Choose an outdoor situation where there will be lots of people and activity, and in which you will feel confident using a camera.
Take as many photographs as you comfortably can in one session. When you review the photographs afterwards, recall the comfort level you felt at the time, and consider to what extent this helped you in capturing expression and gesture.
I took my camera out to a busy food and flower market in France, where I was fairly sure there would be lots of photo opportunities and that I wouldn’t get challenged for taking pictures.
Technical note: I used a camera body with a tilting screen so that I could take my shots without lifting the camera to my eye, to draw less attention. On one level I wondered if this was considered ‘cheating’, but I settled on it being acceptable as this method of photography recalls the old twin-lens reflex cameras that some street photographers used in the mid-20th century.
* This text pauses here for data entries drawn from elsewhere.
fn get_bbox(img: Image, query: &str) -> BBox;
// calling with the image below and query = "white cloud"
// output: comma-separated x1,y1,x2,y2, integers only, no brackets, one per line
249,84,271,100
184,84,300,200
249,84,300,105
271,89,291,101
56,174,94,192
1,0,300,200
Below is a selection of the shots from the session (probably about a third of what I shot in total), followed by notes on how I felt when I shot them, and how this helped (or otherwise) in the resultant images.
First, a selection of photos I took of individuals. What made me confident enough to shoot these was the fact that they looked like they were focusing enough on what they were doing and unlikely to spot me with my camera. Having the camera at chest height rather than eye level definitely helped my confidence, even if the difference from the subject’s point of view may have been minor.
Only one of these – ‘Smoking’ – do I consider to be a halfway decent shot. It has a nice clean background, while the others are somewhat messy.
For this second set I looked for interactions between people. In a similar way to the individual shots, I correctly assumed that they would be sufficiently wrapped up in what they were doing or talking about that the fact that there was a bloke nearby with a camera would go unnoticed. I think people interacting is inherently a more interesting basis for a photograph anyway – more chance to capture a unique moment, which is what I like about this type of photography.
The one I prefer is ‘Pointing’ – the alignment of the lines and the stripe patterns and the light/dark colours back-to-back in the middle give this image a number of different points of interest… but rather than being ‘messy’ I think it has enough alignment of graphical elements to achieve a certain balance.
What I’ve learned
Before I started this exercise I thought it would be fairly straightforward, as I like to think I’ve tried this kind of street photography before. However, once I started I realised that I still have a lot to learn!
Much of my previous so-called street photography of people has been from a distance, or with their backs turned to me. I realised that I have the (presumably quite common) concern of getting in too close, getting in people’s faces and generally annoying them. So this exercise broke me past that particular barrier, as I used a reasonably wide lens (27mm) so had to get fairly close.
What I learned in this exercise is that people that are sufficiently distracted, whether alone or interacting with someone else, can be photographed as long as you do so quickly and quietly.
This does however bring me on to the big challenge I have with this type of photography: in all cases here I had to crop and straighten the pictures to some degree. I realised after shooting that my composition isn’t at all precise when shooting quickly. I normally put quite a lot of thought into arranging the elements in the frame, but in the street photography environment I favoured speed over precision – taking longer than a second or two to line up and take a shot could risk the subject becoming aware and taking away the spontaneity (or worse, risking a confrontation).
The successful street photographers (especially the pre-digital ones who couldn’t see their work in progress) amazed me with their ability to spot, line up and take the shot in a split-second. The element that is missing from my photography right now is the rapid composition, so I have to rely on fixing that in post-processing. I need to work on this.
Another major learning: I need to avoid overly messy backgrounds. One piece of advice I’ve read many times, but have yet to put into practice is: find the background first, then wait for people to walk into it!
Finally, a practical point: using a chest-level camera with tilting screen was a major factor in how comfortable I felt taking photos in public. Composition is a little harder, but on balance I think it has more advantages than disadvantages – I simply took shots this way that I would not have taken if I had to lift the camera to my eye. So that must be a good thing.